# Victoria's Secret Dupes??



## angbaby4974 (Feb 25, 2009)

Has anyone used any of these?  And where did you purchase them from.  I'm dying to try them, but don't want to spend the $$ if they just plain suck. :shock: 
Not that I really need to be making more soap anyway...It would take us 3 years to use all the soap I've made in the last couple of months.


----------



## jcandleattic (Feb 25, 2009)

Several suppliers carry Love Spell which is a vs dupe. It's still one of my favorite scents. Not sure what other scents you are looking for but I know there are several reputable companies out there that carry the VS type scents.


----------



## Tabitha (Feb 25, 2009)

You can find supplers that carry VS scents at fragrance finder: http://www.fragranceoilfinder.com/catal ... cPath=2_73

I use WSP for:
Amber Romance
Enchanted Apple
Secret Crush
Love Spell

Old Mill has a great Strawberries & Champagne.


----------



## Lil Outlaws (Mar 3, 2009)

Lonestar has Very Sexy, Love Spell, and a few others.. Pear Glace is common, Amber Romance, Strawberries & Champagne, Endless Love.. all easy to find.
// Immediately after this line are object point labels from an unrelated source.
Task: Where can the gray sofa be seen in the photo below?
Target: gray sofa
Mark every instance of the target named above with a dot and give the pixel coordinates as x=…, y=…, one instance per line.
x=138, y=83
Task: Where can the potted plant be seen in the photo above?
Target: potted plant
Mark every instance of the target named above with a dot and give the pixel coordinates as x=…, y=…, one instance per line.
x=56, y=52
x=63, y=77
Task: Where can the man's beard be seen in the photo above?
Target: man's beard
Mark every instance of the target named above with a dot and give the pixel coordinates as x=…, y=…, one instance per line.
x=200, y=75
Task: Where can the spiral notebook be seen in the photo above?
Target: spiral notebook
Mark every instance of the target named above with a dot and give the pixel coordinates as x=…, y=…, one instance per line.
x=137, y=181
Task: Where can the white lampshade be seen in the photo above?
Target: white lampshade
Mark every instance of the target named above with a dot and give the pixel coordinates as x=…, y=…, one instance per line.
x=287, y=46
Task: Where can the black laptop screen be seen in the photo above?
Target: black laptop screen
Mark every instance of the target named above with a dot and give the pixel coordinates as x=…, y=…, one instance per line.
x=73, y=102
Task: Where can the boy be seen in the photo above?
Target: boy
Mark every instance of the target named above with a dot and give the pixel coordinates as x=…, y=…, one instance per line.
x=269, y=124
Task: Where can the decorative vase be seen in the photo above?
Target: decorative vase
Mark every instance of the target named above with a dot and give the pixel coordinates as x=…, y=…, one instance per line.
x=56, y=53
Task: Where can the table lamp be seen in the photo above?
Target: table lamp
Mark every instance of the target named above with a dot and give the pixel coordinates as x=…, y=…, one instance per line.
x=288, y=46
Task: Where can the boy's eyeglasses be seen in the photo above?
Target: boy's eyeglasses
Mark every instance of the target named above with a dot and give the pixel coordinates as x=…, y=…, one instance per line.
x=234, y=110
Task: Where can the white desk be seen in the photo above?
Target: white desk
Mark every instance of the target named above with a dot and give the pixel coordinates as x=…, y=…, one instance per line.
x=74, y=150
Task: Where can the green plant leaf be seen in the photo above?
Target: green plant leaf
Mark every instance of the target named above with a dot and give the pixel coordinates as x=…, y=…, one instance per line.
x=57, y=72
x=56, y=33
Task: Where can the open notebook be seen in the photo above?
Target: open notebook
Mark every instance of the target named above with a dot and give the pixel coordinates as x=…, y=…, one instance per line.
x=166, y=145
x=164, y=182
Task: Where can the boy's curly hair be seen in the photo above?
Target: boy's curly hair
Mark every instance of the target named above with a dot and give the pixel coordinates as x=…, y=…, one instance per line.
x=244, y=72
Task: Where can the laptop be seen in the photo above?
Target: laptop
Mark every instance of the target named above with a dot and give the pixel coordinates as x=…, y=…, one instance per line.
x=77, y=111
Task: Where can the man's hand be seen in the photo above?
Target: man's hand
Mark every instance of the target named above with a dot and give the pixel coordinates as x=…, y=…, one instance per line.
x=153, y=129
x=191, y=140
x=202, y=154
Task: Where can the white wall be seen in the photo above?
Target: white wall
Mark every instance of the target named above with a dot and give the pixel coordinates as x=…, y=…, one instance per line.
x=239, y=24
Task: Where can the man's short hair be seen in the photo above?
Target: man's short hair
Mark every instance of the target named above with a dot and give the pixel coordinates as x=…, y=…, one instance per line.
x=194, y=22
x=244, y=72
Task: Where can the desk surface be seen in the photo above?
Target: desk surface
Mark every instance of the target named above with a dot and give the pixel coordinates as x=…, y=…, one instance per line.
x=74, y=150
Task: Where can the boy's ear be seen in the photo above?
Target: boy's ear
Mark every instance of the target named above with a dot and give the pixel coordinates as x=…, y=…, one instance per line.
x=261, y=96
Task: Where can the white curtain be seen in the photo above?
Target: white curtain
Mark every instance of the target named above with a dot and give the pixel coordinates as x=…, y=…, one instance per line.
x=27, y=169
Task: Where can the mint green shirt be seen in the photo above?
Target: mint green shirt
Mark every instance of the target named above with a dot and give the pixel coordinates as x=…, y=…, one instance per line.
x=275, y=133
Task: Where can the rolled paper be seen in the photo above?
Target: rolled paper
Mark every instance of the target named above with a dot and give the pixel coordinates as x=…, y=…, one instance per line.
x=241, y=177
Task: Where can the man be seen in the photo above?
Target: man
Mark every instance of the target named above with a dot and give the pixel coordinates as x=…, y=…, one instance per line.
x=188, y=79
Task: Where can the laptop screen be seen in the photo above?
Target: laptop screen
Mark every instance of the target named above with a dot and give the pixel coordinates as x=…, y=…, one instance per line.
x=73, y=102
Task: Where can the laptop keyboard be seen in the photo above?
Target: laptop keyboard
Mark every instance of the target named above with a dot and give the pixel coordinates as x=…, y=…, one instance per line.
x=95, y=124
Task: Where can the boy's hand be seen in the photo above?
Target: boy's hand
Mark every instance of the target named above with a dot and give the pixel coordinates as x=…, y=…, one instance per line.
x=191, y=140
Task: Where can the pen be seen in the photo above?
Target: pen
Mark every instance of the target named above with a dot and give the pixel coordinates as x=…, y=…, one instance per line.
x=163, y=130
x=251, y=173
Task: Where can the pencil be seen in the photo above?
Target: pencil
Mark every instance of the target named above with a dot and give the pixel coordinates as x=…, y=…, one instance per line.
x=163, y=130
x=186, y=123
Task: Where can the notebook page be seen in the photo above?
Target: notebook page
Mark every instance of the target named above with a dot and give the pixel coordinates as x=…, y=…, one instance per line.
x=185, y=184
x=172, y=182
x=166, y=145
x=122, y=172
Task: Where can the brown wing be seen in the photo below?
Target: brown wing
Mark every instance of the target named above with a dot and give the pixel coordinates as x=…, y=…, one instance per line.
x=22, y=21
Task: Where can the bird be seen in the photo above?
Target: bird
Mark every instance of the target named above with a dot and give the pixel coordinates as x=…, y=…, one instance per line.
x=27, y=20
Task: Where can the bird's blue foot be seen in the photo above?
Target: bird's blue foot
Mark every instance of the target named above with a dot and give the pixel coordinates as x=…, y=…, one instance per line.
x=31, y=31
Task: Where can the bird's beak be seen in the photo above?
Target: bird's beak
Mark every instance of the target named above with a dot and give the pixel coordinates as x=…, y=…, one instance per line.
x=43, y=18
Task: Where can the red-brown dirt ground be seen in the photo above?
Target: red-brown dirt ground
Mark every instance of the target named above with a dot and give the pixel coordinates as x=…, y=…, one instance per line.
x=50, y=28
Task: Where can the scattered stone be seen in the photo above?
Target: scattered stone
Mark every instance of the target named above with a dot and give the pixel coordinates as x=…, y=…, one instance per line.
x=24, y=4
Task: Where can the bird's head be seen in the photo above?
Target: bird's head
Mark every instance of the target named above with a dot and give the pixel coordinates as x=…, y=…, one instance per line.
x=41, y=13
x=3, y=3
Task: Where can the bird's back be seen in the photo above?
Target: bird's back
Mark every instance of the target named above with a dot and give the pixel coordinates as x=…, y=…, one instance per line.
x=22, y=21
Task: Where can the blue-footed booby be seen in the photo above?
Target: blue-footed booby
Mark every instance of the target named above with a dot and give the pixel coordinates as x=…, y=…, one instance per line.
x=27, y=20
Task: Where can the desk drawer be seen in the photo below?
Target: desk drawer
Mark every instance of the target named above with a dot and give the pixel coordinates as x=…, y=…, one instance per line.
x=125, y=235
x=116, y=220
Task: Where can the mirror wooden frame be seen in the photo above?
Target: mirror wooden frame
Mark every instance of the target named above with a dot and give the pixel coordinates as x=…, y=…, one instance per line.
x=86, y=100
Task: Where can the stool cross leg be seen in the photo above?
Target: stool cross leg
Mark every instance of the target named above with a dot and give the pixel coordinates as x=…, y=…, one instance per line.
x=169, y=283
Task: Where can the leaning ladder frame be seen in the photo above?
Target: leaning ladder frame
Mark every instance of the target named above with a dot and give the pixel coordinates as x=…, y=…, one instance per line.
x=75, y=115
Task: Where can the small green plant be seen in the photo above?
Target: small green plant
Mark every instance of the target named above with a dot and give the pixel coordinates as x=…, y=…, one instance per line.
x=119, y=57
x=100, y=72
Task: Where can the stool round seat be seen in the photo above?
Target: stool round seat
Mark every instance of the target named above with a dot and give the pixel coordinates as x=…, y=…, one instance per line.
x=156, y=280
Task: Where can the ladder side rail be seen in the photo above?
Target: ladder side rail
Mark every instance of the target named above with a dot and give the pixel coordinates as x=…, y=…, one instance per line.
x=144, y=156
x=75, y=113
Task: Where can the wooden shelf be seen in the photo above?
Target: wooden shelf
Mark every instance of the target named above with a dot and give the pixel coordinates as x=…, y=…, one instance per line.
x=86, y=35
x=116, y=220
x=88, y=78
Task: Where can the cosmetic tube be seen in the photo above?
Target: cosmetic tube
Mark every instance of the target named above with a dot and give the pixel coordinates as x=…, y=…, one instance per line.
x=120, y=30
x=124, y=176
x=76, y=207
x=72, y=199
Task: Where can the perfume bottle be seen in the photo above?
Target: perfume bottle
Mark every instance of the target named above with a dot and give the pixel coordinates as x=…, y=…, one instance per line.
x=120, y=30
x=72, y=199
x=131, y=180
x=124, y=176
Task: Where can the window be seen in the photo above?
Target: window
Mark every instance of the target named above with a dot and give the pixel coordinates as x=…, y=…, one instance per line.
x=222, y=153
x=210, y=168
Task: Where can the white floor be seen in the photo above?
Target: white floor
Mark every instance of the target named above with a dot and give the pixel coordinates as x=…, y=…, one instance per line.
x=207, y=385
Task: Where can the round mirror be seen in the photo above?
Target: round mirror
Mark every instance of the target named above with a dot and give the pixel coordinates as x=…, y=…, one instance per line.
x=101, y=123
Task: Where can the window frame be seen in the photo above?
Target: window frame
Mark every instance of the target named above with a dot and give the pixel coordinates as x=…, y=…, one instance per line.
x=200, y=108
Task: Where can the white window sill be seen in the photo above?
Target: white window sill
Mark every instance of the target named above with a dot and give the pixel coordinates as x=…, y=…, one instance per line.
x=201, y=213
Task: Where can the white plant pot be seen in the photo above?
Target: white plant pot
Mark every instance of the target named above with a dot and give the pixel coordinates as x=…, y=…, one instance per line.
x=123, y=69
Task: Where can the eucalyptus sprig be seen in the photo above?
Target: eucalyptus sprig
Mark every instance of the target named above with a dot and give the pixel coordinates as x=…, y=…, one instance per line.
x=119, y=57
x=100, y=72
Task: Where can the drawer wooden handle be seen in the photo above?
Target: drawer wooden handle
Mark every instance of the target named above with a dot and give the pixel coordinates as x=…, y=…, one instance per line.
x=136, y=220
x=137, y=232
Sometimes you can find Pink as well.

All of the ones I've tried are great dupes - and I buy from lots of places


----------



## angbaby4974 (Mar 3, 2009)

Thanks for all the replies.  Very Sexy & Very Sexy for him are the ones I was looking for.  Guess I should have posted that.  

I may be ordering some soon.  I'll post back on that when I get them!


----------



## Barb (Mar 6, 2009)

funny you should ask about this fragrance. i just finished beveling some of this soap. since i have no idea what it should really smell like. i can't help you there, but the one i used came from wsp. i cold processed it, and it smells pretty go.

luv spell from wsp or southern garden
secret crush, sweet temptation, whispering mist, pear glace  wsp


----------